A abordagem atual do governo Biden é devolver o programa nuclear do Irã ao acordo nuclear de 2015 sem guerra ou uso da força.

Em um artigo de outubro de 2021  , Dennis Ross, assistente especial do ex-presidente dos EUA Barack Obama e diretor sênior para a região central do Conselho de Segurança Nacional escreveu:

“Embora rejeitem a justificativa iraniana de ações que movem o Irã em direção a uma arma nuclear, funcionários do governo Biden disseram aos israelenses, como aprendi recentemente em Israel, que havia 'boa pressão sobre o Irã e má pressão' – citando o exemplo de sabotagem em Natanz e Karaj como uma pressão ruim porque os iranianos aproveitaram para enriquecer até quase o nível de armamento”.

Os comentários de Dennis Ross mostram que, nessa fase, os americanos não estavam tentando atacar ou mesmo sabotar as instalações nucleares do Irã, e tinham a intenção de impedir que os israelenses atacassem o Irã.
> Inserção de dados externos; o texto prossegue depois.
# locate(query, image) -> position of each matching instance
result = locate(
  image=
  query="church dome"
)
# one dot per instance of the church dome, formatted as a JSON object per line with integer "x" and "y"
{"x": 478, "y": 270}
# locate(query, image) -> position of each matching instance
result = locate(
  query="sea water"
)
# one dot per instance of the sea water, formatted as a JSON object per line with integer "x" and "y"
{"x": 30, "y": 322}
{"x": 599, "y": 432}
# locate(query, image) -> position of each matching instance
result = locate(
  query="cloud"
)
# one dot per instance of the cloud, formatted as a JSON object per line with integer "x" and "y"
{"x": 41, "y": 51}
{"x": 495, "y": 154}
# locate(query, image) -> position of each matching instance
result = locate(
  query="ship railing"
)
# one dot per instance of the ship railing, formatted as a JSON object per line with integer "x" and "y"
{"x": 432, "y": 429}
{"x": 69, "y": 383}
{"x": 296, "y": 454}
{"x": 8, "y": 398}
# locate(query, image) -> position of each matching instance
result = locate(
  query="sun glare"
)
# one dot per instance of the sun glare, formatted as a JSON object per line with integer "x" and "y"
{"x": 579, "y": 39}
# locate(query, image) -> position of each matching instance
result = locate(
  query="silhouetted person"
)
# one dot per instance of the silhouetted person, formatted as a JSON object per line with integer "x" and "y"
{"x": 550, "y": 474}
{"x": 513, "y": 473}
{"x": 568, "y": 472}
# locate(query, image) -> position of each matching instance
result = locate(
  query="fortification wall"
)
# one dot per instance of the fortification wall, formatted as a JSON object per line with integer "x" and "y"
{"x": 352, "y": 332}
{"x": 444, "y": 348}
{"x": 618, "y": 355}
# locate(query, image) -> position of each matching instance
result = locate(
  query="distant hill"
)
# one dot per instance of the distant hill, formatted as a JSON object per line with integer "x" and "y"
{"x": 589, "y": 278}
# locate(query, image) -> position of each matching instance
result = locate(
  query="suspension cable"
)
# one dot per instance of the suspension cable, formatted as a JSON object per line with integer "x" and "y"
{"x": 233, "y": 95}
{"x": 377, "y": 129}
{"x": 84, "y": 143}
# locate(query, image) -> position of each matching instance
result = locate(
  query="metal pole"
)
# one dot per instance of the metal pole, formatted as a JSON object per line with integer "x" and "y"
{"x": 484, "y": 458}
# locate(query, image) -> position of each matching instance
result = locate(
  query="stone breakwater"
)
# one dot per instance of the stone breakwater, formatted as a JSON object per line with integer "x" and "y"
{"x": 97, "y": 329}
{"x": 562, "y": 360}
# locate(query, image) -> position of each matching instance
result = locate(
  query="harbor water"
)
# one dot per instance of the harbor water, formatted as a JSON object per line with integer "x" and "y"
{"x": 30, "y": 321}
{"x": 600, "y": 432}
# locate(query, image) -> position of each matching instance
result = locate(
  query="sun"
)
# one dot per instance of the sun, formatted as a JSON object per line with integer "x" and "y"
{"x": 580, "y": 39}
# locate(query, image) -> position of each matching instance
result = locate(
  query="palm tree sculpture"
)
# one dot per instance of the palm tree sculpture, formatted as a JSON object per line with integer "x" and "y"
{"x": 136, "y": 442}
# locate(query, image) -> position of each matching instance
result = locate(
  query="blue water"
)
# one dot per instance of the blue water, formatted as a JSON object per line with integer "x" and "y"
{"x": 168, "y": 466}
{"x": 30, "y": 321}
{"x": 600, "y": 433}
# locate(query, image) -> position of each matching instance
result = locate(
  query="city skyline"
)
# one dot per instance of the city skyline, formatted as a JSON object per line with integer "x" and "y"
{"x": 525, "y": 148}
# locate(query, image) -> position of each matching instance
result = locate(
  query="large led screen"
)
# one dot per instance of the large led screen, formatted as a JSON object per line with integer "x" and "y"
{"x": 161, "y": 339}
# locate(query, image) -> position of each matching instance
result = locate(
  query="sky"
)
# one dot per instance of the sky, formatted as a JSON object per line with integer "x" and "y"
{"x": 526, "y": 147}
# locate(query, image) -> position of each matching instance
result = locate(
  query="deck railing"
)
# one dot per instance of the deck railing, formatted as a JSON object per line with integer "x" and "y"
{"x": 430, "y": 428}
Está ficando claro que as ameaças israelenses às capacidades nucleares do Irã são principalmente para consumo doméstico – e possivelmente também para manter Israel relevante em meio às rápidas mudanças geopolíticas que se desenrolam no oeste da Ásia.

O atual primeiro-ministro de Israel, Naftali Bennett, enfrenta atualmente críticas implacáveis ​​do ex-primeiro-ministro Benjamin Netanyahu e seus rivais políticos, bem como escassez interna no país após a crise da pandemia. Atacar um país estrangeiro – ou Gaza – é um grampo israelense para desviar a opinião pública de problemas domésticos.

Falar de ataques aéreos israelenses ao Irã constitui pouco mais do que retórica vazia, apesar das repetidas ameaças verbais de autoridades israelenses. Neste momento, Israel não tem poder nem meios para atacar o Irã, nem pode agir unilateralmente contra a política dos EUA.